Revolving Doors

Revolving Doors


Revolving Doors


Curved glass revolving doors help maintain a constant indoor temperature while providing secure and orderly entrances and exits. Revolving doors use bent glass to provide an environment of elegance and a feeling of order and security.

A bent or curved glass revolving door typically consists of three or four doors that hang on a center shaft and rotate around a vertical axis within a round enclosure. Revolving curved glass revolving doors are energy efficient inasmuch as they prevent drafts, thus preventing increases in the heating or cooling required for the building. At the same time, curved glass revolving doors allow large numbers of people to pass in and out. Around the center shaft of the revolving door there are usually three or four doors called "wings" or "leaves." Large diameter curved glass revolving doors can accommodate strollers and luggage racks. The tallest curved glass revolving door currently is approximately 16 feet (4.9 m) high with 4 wings.

The curved glass revolving doors allow people to see and anticipate each other while passing through the door. Manual curved glass revolving doors rotate with push bars causing all wings to rotate. Curved glass revolving doors typically have a "speed control" (governor) to prevent people from spinning the doors too fast. Automatic curved glass revolving doors are powered above/below the central shaft, or along the perimeter. Automatic curved glass revolving doors have safety sensors; but there has been at least one fatality. Skyscraper design requires some sort of draft block, such as curved glass revolving doors, to prevent the chimney effect of the tall structure from sucking in air at high speed at the base and ejecting it through vents in the roof while the building is being heated, or sucking in air through the vents and ejecting it through the doors while being cooled due to convection. Modern versions permit the individual curved glass revolving doors of the assembly to be unlocked from the central shaft to permit free flowing traffic in both directions. The curved glass revolving doors are always closed, so wind and drafts cannot blow into the building, also efficiently minimizing heating and air conditioning loads. In right hand traffic countries, curved glass revolving doors typically revolve counter-clockwise (as seen from above), allowing people to enter and exit only on the right side of the door. In left hand traffic countries, revolving doors should revolve clockwise, but they do not always. Curved glass revolving doors can also be used as security devices to restrict entry to a single person at a time if the spacing between the doors is small enough. This is in contrast to a normal door which allows a second person to easily "tailgate" an authorized person. Extreme security can require bullet-proof.

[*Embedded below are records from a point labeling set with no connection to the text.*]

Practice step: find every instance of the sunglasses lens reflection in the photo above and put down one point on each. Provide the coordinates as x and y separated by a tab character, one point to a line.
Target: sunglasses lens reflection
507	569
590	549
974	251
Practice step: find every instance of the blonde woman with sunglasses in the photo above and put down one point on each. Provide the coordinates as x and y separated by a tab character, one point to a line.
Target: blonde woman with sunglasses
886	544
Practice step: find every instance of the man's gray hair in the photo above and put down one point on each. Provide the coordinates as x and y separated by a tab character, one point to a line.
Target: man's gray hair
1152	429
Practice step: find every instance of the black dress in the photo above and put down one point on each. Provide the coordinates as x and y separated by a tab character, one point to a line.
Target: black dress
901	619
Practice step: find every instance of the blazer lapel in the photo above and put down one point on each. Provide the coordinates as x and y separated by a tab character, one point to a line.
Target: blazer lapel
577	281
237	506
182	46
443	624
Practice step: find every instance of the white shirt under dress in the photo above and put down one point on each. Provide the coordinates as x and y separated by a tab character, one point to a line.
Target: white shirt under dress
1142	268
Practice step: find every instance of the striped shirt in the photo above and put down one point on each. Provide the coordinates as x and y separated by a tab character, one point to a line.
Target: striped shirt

Sometimes a curved glass revolving door is designed for one-way traffic. An example is the now-common usage in airports to prevent a person from bypassing airport security checkpoints by entering the exit. Such curved glass revolving door are designed with a brake that is activated by a sensor should someone enter from the incorrect side. The door also revolves backwards to permit that person to exit, while also notifying security of the attempt.